The increase in cardiovascular risk observed in our study is likely related to arterial stiffness and other unique hemodynamic factors present in patients with COA. Each time the LV ejects blood, there is an incident (forward) wave that is transmitted by the conduit arteries, and then reflected back at multiple sites of impedance mismatch throughout the arterial system.25, 28 The timing of arrival of the reflected waves to the proximal aorta depends on aortic stiffness of the conduit arteries which transmits both the forward and backwards traveling waves. In a healthy aorta, pulse wave velocity is slow, and the reflected wave arrives at the proximal aorta in diastole, thus producing an augmentation central diastolic BP [DBP] without significant increase in central systolic BP [SBP]. In a stiff aorta, on the other hand, the reflected waves arrive at the proximal aorta in late systole producing augmentation of central SBP (LV afterload) and loss of augmentation of central DBP (coronary perfusion pressure).25 In addition to having increased aortic stiffness, COA patients develop fibrotic changes at the aortic isthmus (site of COA repair), and this area of impedance mismatch creates foci of wave reflection,30 and the proximity of the site of wave reflection leads to arrival of the reflected wave much earlier in the cardiac cycle as compared to non-COA patients with similar degree of arterial stiffness.30 This further exacerbates central aortic hemodynamic abnormalities in this population.
Limitations
This is a retrospective study of COA patients referred to a single tertiary center, and hence it is prone to selection and ascertainment bias. We relied on office BP measurements rather that home or ambulatory BP measurement, which are the preferred methods for longitudinal BP monitoring.

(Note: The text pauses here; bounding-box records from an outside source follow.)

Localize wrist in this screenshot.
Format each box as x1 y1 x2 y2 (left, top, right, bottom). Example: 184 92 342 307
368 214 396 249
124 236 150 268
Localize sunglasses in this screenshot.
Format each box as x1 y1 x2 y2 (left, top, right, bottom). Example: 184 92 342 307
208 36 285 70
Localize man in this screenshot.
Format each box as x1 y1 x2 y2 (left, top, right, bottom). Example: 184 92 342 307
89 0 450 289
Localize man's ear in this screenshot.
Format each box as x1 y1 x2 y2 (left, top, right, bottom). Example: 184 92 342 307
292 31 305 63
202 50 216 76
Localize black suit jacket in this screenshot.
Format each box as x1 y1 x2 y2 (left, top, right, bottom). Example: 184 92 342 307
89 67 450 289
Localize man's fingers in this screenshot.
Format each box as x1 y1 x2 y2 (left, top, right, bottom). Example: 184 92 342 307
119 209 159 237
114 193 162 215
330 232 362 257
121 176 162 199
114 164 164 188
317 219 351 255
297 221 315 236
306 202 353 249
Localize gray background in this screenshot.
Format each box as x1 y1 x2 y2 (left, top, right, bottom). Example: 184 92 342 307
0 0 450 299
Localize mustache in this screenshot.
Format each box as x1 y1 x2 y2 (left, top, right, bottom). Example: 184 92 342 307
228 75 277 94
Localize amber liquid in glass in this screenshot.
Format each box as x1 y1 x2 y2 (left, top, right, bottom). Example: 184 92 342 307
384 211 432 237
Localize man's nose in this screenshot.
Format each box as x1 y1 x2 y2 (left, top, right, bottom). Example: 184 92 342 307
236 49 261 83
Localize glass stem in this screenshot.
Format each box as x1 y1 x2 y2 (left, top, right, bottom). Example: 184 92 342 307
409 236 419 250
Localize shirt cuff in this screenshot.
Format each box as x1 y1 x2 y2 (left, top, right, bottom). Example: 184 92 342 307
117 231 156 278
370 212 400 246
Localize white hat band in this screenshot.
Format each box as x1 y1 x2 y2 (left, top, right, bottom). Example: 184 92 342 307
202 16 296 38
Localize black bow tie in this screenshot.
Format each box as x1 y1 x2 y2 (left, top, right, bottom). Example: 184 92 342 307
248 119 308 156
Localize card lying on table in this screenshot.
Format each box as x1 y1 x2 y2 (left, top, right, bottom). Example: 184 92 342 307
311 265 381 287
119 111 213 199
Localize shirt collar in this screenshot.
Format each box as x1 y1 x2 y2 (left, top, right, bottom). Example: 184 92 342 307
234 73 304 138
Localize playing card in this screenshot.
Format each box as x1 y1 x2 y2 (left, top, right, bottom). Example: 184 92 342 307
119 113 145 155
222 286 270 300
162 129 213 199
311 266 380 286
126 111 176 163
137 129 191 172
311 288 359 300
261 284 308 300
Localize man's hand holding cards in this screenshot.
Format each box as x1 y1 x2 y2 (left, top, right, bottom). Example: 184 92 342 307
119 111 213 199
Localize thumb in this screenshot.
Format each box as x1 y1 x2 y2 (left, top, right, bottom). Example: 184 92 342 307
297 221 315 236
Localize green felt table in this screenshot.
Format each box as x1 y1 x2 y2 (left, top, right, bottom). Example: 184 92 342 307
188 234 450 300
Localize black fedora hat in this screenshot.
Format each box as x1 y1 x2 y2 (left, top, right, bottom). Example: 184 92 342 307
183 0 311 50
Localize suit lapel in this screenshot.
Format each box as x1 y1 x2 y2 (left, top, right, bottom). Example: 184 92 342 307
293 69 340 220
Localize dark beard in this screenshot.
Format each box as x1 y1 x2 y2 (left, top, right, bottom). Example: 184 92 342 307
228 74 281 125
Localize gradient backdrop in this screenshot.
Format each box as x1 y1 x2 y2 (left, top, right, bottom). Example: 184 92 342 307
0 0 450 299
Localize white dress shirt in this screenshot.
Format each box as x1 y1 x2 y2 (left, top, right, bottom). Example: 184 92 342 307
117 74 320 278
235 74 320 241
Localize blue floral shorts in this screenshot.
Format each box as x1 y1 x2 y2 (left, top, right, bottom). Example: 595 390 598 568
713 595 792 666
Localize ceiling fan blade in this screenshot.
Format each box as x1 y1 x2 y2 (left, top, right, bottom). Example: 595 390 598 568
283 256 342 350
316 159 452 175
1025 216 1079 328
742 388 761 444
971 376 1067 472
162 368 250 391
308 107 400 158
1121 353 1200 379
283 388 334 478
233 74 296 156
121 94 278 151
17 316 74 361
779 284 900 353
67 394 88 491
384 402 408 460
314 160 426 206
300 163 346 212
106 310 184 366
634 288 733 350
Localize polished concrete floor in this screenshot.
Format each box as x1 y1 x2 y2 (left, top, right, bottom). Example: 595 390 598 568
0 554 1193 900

We did not observe any correlation between clinical outcomes and type of antihypertensive therapy used, but we had no of verifying whether the patients were compliant with their medical therapy because of the retrospective study design. These factors are potential confounders, and hence the need for prospective studies to bridge the knowledge gaps highlighted above.
Conclusions
Primary COA repair in adults with native COA in safe and effective for elimination of aortic isthmus stenosis. However, persistent hypertension was common even after a successful repair. Hypertension (including stage 1 hypertension) was associated with suboptimal regression of LVMI and cardiovascular events. These results are concerning and highlight the importance of early COA diagnosis and repair, as well as close follow-up after COA repair. While we may not always be able to influence the age of presentation of patients with native COA, the results of this study suggest that optimal BP control with medical therapy after COA repair may be associated with improve clinical outcomes.
Supplementary Material
PERSPECTIVES.
There are limited outcome data about adults undergoing repair of native COA. The purpose of this study was to describe the procedural outcomes, hemodynamic improvement, regression of LV hypertrophy and cardiovascular events in adults undergoing repair of native COA. We observed that persistent hypertension was common after repair of native COA in adults, and was associated with suboptimal LVMI regression and cardiovascular events. These results suggest that optimal blood pressure control with medical therapy after COA repair may result in improved clinical outcomes.
NOVELTY AND SIGNIFICANCE.
What is new?
Persistent hypertension was common after repair of native COA in adults, and was associated with suboptimal LVMI regression and cardiovascular events.
What is relevant?
Diagnosis and treatment of hypertension after COA will potentially improve clinical outcomes.
Summary:
These results are concerning and highlight the importance of early COA diagnosis and repair, as well as close follow-up after COA repair. While we may not always be able to influence the age of presentation of patients with native COA, the results of this study suggest that optimal BP control with medical therapy after COA repair may be associated with improve clinical outcomes.
Acknowledgement:
James Welper and Katrina Tollefsrud performed offline image analysis for this study.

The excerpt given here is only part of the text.